• [^] # Re: Nous avons de la chance !

    Posté par . En réponse au sondage Quel est votre niveau d’anglais ?. Évalué à 4.

    Je confirme, en vietnamien, c'est comme en chinois (du moins ses langues han), les 2 sont des langues à ton, mais dans les 2 cas la transcription en caractères latins, un caractère chinois vaut une syllabe invariable, les tons y sont représentés par des accents et il n'y a pas de problème de variation quand on connaît leur prononciation. Les 2 n'ont pas de conjugaison, ce qui est vraiment pratique. Le vietnamien, a commencé à utiliser l'écriture chinoise, au plus en -221, lors de sa première conquête par la Chine, au moins à partir de 932, lors de leur indépendance de la Chine, puis on fait des grandes modifications, créé tout un tas de nouveaux caractères, principalement pendant 1/2 siècle, en suivant toutefois les règles de construction chinoise et cette écriture est restée officielle jusqu'en 1920. L'écriture latine vietnamienne est très proche de la transcription latine officielle (hanyu pinyin, officialisée dans les années 1960) avec ses tons représentés par des accents. Il y a un cas particulier en chinois, lorsque deux 3e tons se suivent, le 1er des 2 devient 2e ton (sandhi tonal), sinon, pas de variation entre lecture de sa transcription et prononciation. Je n'en ai pas rencontré en vietnamien, du peu que j'en connais.

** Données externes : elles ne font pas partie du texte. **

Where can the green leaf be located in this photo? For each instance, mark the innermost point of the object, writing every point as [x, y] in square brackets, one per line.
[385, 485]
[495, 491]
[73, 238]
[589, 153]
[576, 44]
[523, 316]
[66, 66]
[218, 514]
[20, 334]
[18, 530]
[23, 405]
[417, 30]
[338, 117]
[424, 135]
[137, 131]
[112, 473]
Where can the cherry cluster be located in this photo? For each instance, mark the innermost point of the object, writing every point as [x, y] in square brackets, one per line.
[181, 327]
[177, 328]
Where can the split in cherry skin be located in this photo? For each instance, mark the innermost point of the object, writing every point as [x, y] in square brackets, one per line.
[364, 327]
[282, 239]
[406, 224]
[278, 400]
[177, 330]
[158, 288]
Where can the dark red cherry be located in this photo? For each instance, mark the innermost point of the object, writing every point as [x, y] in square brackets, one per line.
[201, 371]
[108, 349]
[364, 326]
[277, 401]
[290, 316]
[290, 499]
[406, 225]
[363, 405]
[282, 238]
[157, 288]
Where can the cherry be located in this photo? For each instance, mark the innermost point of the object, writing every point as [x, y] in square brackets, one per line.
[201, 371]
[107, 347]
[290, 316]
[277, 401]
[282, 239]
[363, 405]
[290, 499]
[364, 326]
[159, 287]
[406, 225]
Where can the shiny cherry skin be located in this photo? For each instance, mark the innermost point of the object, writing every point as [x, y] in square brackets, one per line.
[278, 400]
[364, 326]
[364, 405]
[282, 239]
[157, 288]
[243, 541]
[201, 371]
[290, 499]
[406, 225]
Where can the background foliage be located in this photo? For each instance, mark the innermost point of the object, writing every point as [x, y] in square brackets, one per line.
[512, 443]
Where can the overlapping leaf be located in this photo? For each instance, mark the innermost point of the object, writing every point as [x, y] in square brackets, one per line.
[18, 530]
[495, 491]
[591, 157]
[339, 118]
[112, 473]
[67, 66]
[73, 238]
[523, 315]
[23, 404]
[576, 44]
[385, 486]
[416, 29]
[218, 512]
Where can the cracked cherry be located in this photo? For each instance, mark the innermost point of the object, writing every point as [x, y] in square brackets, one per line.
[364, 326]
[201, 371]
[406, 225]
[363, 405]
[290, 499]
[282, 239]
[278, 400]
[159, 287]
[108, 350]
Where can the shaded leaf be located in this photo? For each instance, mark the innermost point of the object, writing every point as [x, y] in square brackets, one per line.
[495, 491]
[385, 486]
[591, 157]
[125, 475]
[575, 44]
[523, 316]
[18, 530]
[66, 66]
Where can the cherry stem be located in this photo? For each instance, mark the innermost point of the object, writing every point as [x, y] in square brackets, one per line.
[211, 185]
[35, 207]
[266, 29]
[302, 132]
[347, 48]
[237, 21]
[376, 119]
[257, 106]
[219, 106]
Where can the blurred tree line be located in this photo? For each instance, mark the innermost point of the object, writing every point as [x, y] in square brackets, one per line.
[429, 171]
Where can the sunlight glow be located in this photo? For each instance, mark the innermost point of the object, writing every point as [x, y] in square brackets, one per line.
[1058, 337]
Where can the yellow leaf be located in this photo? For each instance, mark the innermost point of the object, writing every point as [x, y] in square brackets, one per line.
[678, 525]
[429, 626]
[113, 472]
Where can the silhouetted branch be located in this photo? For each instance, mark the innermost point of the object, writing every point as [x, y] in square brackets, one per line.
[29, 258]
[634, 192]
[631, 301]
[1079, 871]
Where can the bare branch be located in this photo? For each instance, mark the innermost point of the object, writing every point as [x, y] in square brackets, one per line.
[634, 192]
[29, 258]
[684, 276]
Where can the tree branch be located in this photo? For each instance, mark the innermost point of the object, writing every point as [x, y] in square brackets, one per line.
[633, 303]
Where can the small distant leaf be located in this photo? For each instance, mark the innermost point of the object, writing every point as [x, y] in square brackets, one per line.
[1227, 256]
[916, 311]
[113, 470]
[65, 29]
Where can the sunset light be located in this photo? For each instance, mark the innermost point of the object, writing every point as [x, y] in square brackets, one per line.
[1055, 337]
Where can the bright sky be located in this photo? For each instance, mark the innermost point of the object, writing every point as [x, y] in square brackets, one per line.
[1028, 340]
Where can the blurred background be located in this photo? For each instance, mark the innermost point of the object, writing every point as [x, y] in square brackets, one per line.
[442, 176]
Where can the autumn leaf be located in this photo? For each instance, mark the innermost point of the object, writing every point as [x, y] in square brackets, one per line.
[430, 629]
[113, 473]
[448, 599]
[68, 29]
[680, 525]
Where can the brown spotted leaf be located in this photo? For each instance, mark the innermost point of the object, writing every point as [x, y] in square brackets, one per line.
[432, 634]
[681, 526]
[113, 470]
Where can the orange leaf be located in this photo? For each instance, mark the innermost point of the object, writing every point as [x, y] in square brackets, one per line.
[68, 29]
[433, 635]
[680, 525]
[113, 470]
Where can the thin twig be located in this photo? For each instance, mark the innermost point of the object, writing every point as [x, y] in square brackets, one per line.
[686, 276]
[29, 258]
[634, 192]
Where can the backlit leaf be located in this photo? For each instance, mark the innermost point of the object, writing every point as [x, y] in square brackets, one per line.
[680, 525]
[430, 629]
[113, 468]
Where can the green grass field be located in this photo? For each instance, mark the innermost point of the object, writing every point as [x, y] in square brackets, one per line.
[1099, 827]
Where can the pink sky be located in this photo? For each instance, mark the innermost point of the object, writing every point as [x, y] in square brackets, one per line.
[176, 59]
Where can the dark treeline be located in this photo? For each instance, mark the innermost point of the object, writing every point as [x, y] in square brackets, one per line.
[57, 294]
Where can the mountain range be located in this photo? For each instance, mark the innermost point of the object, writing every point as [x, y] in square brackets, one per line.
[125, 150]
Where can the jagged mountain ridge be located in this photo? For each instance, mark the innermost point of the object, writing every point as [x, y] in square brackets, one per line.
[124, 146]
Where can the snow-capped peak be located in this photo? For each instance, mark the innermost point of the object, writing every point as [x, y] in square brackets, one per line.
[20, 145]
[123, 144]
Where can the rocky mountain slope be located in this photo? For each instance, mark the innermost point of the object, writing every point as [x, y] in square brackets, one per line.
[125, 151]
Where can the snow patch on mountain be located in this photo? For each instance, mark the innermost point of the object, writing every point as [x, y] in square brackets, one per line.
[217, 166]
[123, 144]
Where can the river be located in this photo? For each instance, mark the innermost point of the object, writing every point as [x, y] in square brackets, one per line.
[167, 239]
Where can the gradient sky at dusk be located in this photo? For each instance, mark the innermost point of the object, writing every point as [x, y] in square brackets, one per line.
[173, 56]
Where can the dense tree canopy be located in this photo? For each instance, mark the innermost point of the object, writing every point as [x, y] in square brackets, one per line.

    En coréen et japonais c'est différent, ils ont relativement suivi les caractères chinois tels qu'ils étaient en Chine, les variations y sont très mineures, ont d'abord été obligés d'ajouter des caractères phonétiques, puisque ces deux langues ont des conjugaisons contrairement au chinois et vietnamien, les coréens sont passé à l'écriture phonétique (hang(e)ul) au XIVe puis sont revenus à l'écriture han, et le hangeul est redevenu officiel dans la première moitié du XXe. Au passage en japonais, il y a des hauteurs de ton qui sont importante aussi si on veut bien parler japonais, mais qui sont très rarement notées en romaji, je ne les ai jamais vu dans des méthodes en français ou anglais et c'est pas noté dans leur écriture phonétique (kana) ou chinoise (kanji) non plus. J'imagine qu'il y en a aussi en coréen aussi, mais je ne les ai jamais vu décrites non plus. En tout cas en coréen, japonais et mongol, il y a à peu près le même type de déclinaison (même si elles ne sont généralement pas appelées comme ça en coréen/japonais) pour la conjugaison, et des voyelles courtes et longues qui ont leur importance.

    En français, la voyelle longue est toujours sur la dernière syllabe, on s'en rend pas toujours compte en tant que francophones natifs, ça s'entend plus facilement (entre autre) chez les Chtis, Québecois, Suisses et Savoyards.